Хотя уже четыре года Гучков не принадлежал к Думе — но место его сейчас было несомненно там. Сохранялось за ним негласное,
неофициальное право состоять в одном ряду с думскими лидерами. Он спешил туда
не по притяжению любопытства, но по этому негласному
праву. Он был — из самых заслуженных в процессе обновления, и главный враг
императорской четы, и теперь, когда всё зазыбилось, —
естественно ему стать на рулевое место, без лицемерия и ужимок. Не метил он
себя премьер-министром (хотя отлично справился бы), к этому месту уже тянулась
череда, из Родзянки, Милюкова, Львова, но вторым-третьим лицом в государстве во
всяком случае. По постоянной близости к военному делу, он назначал себя — военным
министром.
Но что за тупая толпа! — тут
надо ещё отстоять своё право на каждый следующий шаг. Привык считать Гучков, что его знает вся Россия, вся Россия слала
телеграммы при его болезни, — однако вот здесь, перед решёткой Таврического и в
сквере, его не узнал в лицо решительно никто, разве один-два студента. Его пропускали, но просто по солидному меховому воротнику, нахохленному
виду и золотому пенсне догадываясь, что у этого барина важное дело в
Думе. Однако сами-то они зачем здесь толпились в таком избыточном, глупом
количестве? Кто б это предвидел: что от революции все кинутся к Думе и будут
толпиться тут как бараны, даже в изрядный мороз.
Но это что по сравнению с
тем, что внутри: в дверях стискивали, в Купольном зале от входа сразу
заворачивался круговорот, так что надо было с силой выбиваться локтями. Бюст
Александра II, поставленный депутатами-крестьянами к 50-летию отмены
крепостного права, — и к тому пристроили красный бант. Красные бантики, ленты,
приколки торчали почти на всех прихожих. По всему Екатерининскому густо
толпились, и в нескольких местах мельтешили митинги, другим неслышно.
Всё же Гучков
быстро нашёл и главных думских, и дознался о Военной
комиссии, и понял свою задачу: взять её в твёрдые руки, сделать регулярным
штабом и полностью перехватить к думскому Комитету. Для этого надо было быстро
насажать сюда если не генералов, то расторопных полковников. При знакомствах и
военном авторитете Гучкова это было недолго.

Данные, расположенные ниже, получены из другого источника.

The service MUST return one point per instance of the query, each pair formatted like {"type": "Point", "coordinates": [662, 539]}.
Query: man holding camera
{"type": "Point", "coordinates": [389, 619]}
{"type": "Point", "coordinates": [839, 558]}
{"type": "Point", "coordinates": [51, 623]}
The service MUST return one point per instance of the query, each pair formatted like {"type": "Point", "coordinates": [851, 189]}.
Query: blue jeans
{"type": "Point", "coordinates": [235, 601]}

Тут он застал подозрительных
социалистов — жёлчного библиотекаря Академии, нервного лейтенанта — и, обдавая
их презрением, потеснил. Потеснил собою и Энгельгардта, совсем неухватистого.

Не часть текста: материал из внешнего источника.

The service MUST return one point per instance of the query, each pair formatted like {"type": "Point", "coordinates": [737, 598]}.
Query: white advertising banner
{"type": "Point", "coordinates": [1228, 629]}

Там же вдруг нашёл незаменимого Ободовского,
обрадовался и поставил его фактическим старшим до прихода своих полковников.
Тут же сел и без труда написал приказ командирам всех частей петроградского гарнизона ежедневно доносить ему о наличном
составе. Представить списки офицеров, вернувшихся к исполнению своих
обязанностей. (Кто ж у нас есть?) Ни в коем случае не допускать отбирания у
офицеров оружия, нужного им для несения службы. С четверга 2 марта восстановить
правильные занятия во всех военных учреждениях и заведениях. (С завтра было бы
нереально.)
А когда потом Гучков пошёл и пробивался к Родзянке, то увидел над толпой
его возвышенную полукуполом голову без шапки, как она передвигалась к выходу.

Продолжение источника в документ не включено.